A Ghost Story from the Exeter

 

A Ghost Story from the Exeter

 

Exeter (LT 139) Alongside the Fish Market in 1935


 From the West Wales Guardian of Friday 22nd January 1937:

 On Wednesday the steam trawler "Exeter" entered port with her red ensign flying at half mast, bearing the mortal remains of the skipper of the vessel, Mr. Avery Pitman, 43, Starbuck Road, who had died at sea on the previous day.

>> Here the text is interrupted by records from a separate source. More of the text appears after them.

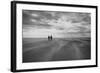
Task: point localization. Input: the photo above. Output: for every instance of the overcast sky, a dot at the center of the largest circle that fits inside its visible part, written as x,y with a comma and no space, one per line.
58,24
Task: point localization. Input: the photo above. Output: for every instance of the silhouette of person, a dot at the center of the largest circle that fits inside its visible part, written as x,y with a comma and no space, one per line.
50,37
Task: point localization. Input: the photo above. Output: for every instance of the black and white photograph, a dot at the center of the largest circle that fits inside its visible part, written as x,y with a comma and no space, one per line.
56,36
48,36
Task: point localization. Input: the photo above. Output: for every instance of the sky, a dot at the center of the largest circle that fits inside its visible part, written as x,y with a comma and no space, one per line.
40,24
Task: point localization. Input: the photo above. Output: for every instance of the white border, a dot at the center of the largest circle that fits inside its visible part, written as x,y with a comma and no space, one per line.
35,65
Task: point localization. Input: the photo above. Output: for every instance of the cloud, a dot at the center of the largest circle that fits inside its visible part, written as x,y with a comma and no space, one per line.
56,23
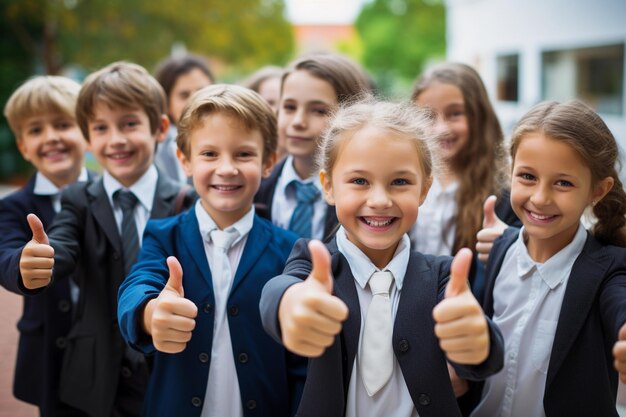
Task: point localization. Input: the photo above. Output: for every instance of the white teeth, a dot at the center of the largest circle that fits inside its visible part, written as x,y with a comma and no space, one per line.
376,223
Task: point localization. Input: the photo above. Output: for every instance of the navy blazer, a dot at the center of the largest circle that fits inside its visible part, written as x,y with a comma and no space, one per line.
270,378
415,344
581,379
264,198
86,242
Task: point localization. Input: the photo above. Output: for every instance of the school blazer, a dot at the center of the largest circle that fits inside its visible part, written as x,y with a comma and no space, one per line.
415,344
86,242
270,378
264,198
46,317
581,379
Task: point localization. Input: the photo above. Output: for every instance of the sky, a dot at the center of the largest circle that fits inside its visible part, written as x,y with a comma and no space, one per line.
323,11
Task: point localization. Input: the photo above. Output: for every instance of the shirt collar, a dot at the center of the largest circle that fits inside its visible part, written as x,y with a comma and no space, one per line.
207,224
144,188
556,269
362,267
43,185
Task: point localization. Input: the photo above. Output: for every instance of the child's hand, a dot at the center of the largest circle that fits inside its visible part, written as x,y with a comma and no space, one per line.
309,315
619,352
37,257
170,318
461,325
493,227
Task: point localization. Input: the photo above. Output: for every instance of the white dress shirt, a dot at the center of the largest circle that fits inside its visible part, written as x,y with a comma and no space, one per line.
527,303
223,397
284,201
433,232
144,189
393,399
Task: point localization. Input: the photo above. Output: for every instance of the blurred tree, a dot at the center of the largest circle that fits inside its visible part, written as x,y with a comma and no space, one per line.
400,36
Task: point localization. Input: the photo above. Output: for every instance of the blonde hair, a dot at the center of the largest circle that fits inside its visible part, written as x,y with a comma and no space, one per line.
401,118
579,126
41,94
241,103
481,165
121,85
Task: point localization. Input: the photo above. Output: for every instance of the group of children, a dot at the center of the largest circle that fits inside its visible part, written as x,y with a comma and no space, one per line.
142,298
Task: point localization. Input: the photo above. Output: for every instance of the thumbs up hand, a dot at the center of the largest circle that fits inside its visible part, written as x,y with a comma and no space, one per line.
492,228
37,258
309,315
170,318
619,353
460,322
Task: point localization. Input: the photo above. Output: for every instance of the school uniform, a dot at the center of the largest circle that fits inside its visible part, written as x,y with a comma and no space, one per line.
275,201
46,317
580,379
331,388
86,240
269,379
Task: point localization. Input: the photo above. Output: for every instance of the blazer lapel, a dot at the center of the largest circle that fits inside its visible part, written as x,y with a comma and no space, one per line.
103,213
584,280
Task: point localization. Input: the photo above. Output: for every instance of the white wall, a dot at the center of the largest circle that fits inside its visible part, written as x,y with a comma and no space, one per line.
480,30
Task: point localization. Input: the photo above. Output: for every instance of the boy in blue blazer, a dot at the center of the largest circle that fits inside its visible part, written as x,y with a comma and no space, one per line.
198,312
41,114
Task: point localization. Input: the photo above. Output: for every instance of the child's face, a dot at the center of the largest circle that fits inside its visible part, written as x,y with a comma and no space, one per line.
448,103
376,185
226,163
304,111
122,141
52,142
551,187
183,88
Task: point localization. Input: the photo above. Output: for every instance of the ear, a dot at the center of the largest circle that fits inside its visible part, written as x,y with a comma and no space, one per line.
602,188
268,164
428,182
327,186
184,161
164,125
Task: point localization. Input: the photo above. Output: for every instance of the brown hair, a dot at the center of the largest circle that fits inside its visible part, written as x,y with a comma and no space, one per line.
346,77
579,126
41,94
239,102
121,85
481,164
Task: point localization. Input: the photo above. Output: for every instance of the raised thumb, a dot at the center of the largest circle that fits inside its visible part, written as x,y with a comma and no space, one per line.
320,257
459,272
489,208
175,281
39,235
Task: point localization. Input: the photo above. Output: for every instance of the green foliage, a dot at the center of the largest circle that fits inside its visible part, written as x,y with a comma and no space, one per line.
400,36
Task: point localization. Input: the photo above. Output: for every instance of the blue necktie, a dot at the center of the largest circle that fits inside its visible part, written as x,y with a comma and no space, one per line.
302,217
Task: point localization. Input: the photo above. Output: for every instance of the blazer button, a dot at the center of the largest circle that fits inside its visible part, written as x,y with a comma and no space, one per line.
403,345
64,306
423,399
61,342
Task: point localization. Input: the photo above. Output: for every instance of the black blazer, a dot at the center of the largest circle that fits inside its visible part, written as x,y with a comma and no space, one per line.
581,379
86,241
265,196
46,317
415,344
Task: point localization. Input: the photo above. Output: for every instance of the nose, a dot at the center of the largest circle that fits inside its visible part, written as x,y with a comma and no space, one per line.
378,198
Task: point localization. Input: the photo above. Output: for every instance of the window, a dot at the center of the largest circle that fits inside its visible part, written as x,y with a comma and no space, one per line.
594,75
508,78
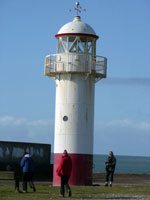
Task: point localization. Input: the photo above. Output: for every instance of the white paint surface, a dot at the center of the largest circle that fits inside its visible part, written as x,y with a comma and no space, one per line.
74,99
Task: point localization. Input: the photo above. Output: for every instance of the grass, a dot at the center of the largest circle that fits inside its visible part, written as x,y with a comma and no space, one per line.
45,192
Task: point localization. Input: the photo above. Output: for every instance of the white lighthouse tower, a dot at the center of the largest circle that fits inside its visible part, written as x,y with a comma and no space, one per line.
75,68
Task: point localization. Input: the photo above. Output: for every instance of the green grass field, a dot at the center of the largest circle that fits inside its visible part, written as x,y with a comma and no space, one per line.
101,192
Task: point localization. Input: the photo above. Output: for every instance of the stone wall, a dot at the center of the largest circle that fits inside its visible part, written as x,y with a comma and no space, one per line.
12,152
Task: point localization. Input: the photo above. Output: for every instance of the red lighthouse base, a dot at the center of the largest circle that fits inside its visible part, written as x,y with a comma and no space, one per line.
82,165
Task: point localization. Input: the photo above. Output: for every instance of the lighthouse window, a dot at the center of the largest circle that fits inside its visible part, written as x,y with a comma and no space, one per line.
65,118
62,45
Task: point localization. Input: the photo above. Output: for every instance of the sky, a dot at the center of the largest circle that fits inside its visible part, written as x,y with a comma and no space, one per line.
122,100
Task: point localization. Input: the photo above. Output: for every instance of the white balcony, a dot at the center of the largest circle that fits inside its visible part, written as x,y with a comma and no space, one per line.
75,63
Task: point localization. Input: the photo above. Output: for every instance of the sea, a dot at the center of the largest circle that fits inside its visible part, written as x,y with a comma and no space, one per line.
125,164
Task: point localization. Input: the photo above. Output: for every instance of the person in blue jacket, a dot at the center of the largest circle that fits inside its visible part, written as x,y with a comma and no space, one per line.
27,169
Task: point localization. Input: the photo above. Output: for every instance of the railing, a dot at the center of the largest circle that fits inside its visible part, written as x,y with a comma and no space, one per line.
75,63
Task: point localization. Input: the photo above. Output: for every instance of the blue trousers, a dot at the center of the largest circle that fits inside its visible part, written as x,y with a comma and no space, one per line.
27,177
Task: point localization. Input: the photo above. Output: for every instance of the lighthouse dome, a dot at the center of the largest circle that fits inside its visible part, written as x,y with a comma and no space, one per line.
76,27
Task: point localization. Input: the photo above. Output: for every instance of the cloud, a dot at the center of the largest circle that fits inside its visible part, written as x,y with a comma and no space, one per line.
124,137
127,81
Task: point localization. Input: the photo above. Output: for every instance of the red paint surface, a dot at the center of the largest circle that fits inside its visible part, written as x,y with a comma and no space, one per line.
76,34
82,165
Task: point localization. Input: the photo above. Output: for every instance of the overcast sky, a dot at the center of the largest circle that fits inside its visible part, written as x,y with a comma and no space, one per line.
122,101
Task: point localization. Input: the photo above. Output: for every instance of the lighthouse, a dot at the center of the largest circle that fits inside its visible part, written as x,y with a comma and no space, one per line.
75,69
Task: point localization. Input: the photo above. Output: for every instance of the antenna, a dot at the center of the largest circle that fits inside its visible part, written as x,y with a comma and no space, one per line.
78,9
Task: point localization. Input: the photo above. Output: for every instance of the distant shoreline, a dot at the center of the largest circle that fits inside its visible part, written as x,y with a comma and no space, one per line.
127,179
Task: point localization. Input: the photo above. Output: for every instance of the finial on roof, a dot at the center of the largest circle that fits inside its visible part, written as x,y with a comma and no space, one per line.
78,9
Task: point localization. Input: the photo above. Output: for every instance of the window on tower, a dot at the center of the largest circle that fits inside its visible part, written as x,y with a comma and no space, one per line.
77,44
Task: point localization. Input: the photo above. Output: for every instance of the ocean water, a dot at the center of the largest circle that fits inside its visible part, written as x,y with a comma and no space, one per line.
125,164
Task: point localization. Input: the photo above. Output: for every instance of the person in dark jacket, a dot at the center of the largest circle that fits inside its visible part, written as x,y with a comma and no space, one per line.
27,168
110,168
64,171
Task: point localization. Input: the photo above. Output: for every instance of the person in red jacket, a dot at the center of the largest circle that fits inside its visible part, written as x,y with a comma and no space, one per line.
64,171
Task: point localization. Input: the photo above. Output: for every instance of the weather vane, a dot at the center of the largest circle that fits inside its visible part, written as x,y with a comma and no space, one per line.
78,9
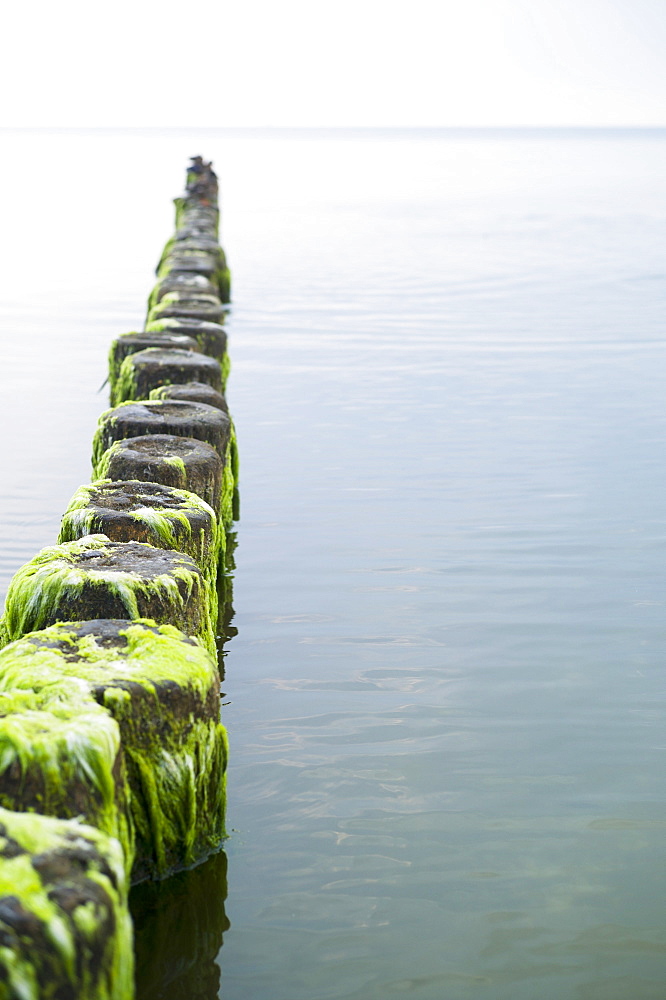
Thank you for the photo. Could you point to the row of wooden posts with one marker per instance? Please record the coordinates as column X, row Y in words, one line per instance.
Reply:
column 112, row 752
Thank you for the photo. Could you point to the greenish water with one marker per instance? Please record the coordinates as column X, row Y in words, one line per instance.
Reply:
column 446, row 694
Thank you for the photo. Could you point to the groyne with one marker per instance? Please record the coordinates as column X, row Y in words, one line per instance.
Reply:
column 112, row 751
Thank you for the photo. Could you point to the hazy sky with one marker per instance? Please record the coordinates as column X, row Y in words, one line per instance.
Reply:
column 348, row 62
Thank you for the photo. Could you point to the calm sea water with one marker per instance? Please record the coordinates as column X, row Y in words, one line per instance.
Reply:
column 447, row 693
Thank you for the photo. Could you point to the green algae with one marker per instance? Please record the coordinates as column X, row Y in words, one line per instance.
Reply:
column 162, row 690
column 60, row 755
column 151, row 367
column 65, row 929
column 61, row 579
column 154, row 416
column 126, row 344
column 166, row 525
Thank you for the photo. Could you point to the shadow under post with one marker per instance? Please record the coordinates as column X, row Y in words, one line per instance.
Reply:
column 179, row 927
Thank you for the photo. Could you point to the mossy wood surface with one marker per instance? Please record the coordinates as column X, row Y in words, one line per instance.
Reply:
column 146, row 370
column 185, row 419
column 194, row 284
column 65, row 930
column 97, row 578
column 60, row 755
column 181, row 462
column 137, row 511
column 162, row 690
column 195, row 392
column 131, row 343
column 211, row 337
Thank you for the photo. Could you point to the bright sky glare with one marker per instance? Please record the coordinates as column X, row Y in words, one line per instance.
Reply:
column 348, row 63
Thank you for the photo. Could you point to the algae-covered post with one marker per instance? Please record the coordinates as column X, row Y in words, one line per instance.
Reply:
column 109, row 684
column 159, row 690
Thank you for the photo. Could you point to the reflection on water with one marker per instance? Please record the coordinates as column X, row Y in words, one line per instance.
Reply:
column 446, row 695
column 179, row 926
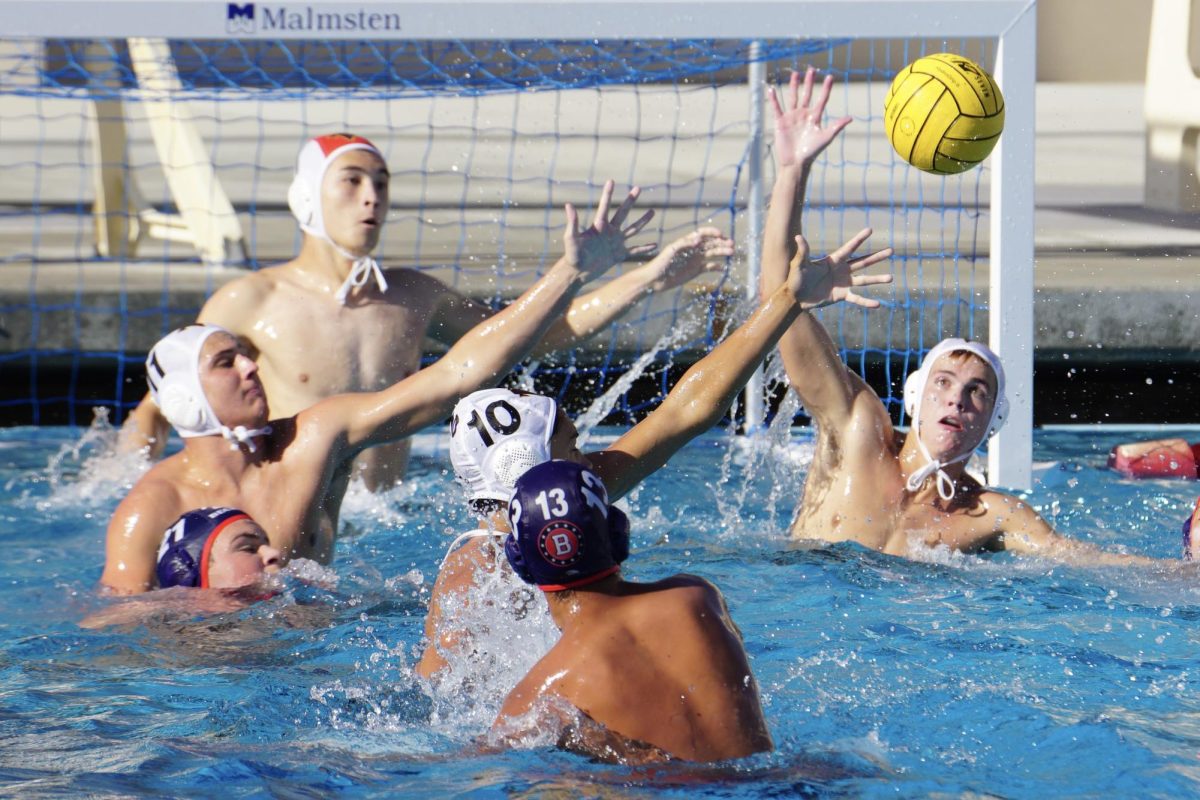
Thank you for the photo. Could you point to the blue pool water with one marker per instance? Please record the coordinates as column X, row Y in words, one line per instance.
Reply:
column 881, row 677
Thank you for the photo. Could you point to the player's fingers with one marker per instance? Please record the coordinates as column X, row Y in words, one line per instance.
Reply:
column 601, row 215
column 823, row 97
column 852, row 244
column 573, row 221
column 774, row 103
column 871, row 259
column 808, row 86
column 793, row 88
column 870, row 280
column 858, row 300
column 625, row 206
column 635, row 227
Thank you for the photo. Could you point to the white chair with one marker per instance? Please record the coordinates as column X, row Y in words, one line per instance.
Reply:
column 1173, row 109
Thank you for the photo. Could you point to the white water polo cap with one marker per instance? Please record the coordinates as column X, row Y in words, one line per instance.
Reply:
column 304, row 198
column 913, row 396
column 497, row 434
column 173, row 373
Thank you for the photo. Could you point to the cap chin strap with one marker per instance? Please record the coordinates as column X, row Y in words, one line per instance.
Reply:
column 363, row 268
column 946, row 488
column 244, row 435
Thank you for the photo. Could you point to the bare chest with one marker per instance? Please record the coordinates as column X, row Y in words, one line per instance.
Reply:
column 312, row 349
column 295, row 506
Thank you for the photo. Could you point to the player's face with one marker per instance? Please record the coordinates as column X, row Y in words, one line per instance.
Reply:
column 354, row 200
column 229, row 379
column 957, row 407
column 564, row 441
column 240, row 555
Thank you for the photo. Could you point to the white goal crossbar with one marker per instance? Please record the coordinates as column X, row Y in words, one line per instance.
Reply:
column 1009, row 23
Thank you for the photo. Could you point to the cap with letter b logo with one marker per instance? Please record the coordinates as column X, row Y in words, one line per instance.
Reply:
column 564, row 533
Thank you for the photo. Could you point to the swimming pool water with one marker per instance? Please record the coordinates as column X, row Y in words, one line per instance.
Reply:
column 881, row 677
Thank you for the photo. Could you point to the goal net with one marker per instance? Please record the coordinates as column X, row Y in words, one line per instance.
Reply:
column 148, row 163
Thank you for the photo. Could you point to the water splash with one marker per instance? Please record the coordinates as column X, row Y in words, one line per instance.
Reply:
column 93, row 470
column 767, row 456
column 510, row 630
column 601, row 405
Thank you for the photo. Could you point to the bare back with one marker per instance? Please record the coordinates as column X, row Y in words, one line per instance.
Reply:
column 661, row 666
column 310, row 347
column 855, row 491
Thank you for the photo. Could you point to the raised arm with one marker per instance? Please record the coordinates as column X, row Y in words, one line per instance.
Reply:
column 826, row 386
column 489, row 350
column 705, row 392
column 1024, row 530
column 701, row 251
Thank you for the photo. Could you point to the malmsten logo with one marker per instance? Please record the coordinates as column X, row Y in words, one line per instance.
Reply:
column 252, row 18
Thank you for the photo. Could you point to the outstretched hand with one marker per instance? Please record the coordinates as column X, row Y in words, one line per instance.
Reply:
column 799, row 136
column 703, row 250
column 604, row 244
column 833, row 278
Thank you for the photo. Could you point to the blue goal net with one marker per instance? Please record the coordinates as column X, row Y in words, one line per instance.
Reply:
column 143, row 174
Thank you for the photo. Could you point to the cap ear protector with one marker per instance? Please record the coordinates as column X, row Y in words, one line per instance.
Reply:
column 565, row 534
column 173, row 377
column 179, row 405
column 300, row 200
column 915, row 384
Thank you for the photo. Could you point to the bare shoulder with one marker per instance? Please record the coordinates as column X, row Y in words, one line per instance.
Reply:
column 408, row 283
column 155, row 494
column 688, row 593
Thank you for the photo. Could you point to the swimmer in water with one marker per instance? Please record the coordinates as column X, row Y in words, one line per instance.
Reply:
column 642, row 672
column 215, row 548
column 868, row 482
column 371, row 322
column 496, row 434
column 291, row 473
column 207, row 548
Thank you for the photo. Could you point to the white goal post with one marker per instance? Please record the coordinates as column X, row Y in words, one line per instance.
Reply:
column 1011, row 24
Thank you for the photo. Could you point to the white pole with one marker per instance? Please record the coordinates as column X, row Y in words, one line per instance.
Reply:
column 1011, row 302
column 755, row 206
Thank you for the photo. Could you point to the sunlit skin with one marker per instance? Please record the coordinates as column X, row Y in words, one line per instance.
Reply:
column 295, row 477
column 658, row 665
column 240, row 555
column 376, row 338
column 855, row 488
column 957, row 405
column 229, row 379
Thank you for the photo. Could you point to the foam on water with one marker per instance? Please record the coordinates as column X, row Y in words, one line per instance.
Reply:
column 929, row 675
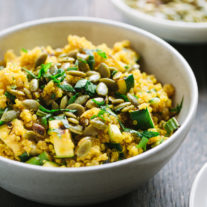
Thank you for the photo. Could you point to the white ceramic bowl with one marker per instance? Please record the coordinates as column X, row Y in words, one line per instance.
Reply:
column 175, row 31
column 198, row 193
column 76, row 186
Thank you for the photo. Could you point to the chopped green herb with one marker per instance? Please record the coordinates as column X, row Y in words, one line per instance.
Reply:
column 99, row 104
column 1, row 122
column 101, row 53
column 43, row 70
column 10, row 96
column 30, row 73
column 73, row 98
column 143, row 143
column 86, row 85
column 178, row 108
column 119, row 95
column 116, row 146
column 24, row 157
column 24, row 50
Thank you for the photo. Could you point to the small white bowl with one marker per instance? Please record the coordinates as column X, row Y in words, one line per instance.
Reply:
column 87, row 185
column 175, row 31
column 198, row 195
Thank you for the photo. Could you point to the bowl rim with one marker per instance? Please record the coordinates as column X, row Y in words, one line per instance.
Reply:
column 195, row 184
column 145, row 155
column 156, row 20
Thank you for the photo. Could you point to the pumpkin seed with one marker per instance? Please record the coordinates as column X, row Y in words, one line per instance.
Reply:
column 102, row 89
column 31, row 104
column 128, row 108
column 90, row 131
column 98, row 124
column 63, row 102
column 73, row 121
column 132, row 99
column 111, row 84
column 115, row 101
column 69, row 114
column 40, row 60
column 76, row 73
column 82, row 99
column 77, row 129
column 79, row 109
column 117, row 76
column 9, row 115
column 34, row 85
column 104, row 70
column 94, row 78
column 84, row 147
column 91, row 104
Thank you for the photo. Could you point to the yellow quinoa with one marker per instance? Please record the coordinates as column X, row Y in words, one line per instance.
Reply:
column 81, row 105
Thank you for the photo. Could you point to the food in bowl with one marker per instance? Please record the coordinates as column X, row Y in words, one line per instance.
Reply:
column 177, row 10
column 81, row 105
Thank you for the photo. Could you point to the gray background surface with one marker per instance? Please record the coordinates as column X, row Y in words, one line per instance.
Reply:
column 171, row 186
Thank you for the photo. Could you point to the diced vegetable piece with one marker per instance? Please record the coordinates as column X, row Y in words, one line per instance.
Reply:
column 34, row 161
column 44, row 157
column 171, row 125
column 143, row 118
column 115, row 133
column 50, row 164
column 125, row 84
column 24, row 157
column 62, row 140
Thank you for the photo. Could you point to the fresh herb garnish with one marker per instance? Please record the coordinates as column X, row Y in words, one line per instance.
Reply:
column 73, row 98
column 119, row 95
column 116, row 146
column 10, row 96
column 30, row 73
column 86, row 85
column 24, row 50
column 143, row 143
column 43, row 70
column 178, row 108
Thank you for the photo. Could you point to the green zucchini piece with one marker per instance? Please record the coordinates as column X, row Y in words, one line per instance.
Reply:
column 34, row 161
column 171, row 125
column 62, row 140
column 50, row 164
column 115, row 133
column 143, row 118
column 44, row 157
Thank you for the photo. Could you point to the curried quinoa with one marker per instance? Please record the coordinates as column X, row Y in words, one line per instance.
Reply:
column 176, row 10
column 81, row 105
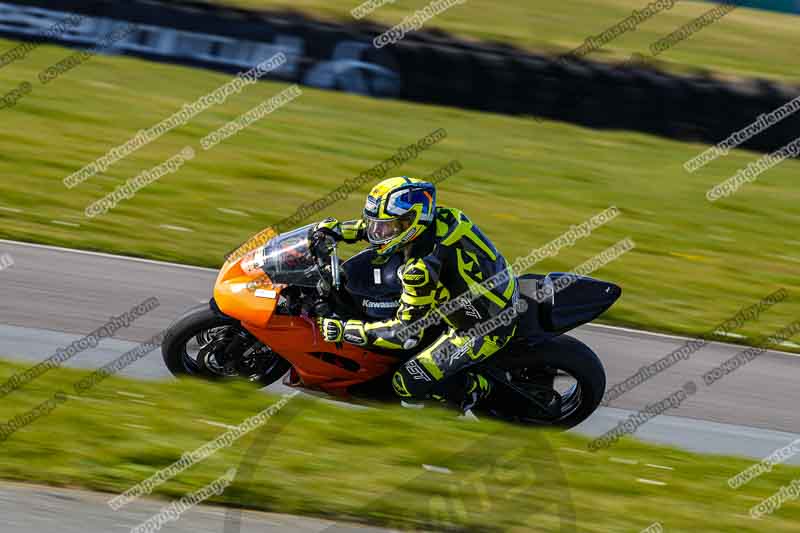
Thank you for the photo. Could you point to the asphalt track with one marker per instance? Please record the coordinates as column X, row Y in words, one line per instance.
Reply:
column 51, row 297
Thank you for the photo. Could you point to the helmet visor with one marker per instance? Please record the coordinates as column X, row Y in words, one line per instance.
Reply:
column 382, row 231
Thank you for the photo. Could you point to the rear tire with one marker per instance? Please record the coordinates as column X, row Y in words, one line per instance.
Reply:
column 569, row 355
column 194, row 322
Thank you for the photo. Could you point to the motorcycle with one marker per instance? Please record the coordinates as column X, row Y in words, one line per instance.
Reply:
column 260, row 325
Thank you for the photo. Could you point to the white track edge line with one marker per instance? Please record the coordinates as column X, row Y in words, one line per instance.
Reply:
column 106, row 255
column 206, row 269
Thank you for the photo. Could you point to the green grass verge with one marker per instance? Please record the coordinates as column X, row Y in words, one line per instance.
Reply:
column 747, row 42
column 366, row 465
column 525, row 183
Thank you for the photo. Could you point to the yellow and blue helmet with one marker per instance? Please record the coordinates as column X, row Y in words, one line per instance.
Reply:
column 397, row 211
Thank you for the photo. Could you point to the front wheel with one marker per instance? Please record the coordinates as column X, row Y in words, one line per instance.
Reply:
column 206, row 344
column 560, row 383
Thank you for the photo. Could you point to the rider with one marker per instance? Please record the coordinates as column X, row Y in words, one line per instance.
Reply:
column 445, row 255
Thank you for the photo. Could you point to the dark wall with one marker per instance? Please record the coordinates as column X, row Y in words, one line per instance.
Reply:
column 434, row 67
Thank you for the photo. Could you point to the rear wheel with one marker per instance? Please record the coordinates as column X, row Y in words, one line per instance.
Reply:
column 557, row 383
column 206, row 344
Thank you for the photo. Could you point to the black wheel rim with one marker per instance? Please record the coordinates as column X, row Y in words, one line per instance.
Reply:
column 200, row 351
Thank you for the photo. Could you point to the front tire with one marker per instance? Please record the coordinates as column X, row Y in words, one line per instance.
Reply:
column 213, row 332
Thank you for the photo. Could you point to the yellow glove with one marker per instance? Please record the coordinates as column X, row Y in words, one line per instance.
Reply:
column 332, row 329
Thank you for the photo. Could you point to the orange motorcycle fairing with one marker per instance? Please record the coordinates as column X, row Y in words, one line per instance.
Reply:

    The mate, Mr. W. Johnston, of Hill Street, Hakin, Pembrokeshire, Wales, immediately turned the vessel round and headed back to port. The deceased, a native of Brixham, was fifty-three years old and had been fishing out of Milford for the last twenty years.  A week before he died, skipper Pitman was in another vessel when he netted a six-foot Bay tree firmly planted in a tub of earth while fishing off the Smalls.  It was a coincidence that he was found dead at approximately the same place as the Bay tree was netted.   

    Local legend has it that when the tree was netted in the trawl, the mate wanted to throw it back into the sea.  The skipper insisted that the tree should be kept on the casing of the ship ready to take ashore for his garden.  The mate then told the skipper that it was very unlucky as the wooden tub was the wood to build the coffin, the earth to cover the coffin, and the tree to give the grave shade.

    As you now know, a week later, they found the skipper dead in the wheelhouse, whilst fishing over the same area as the tree was found. The Skipper's body was placed in the trawler's small boat aft and brought back to Milford Haven, Wales.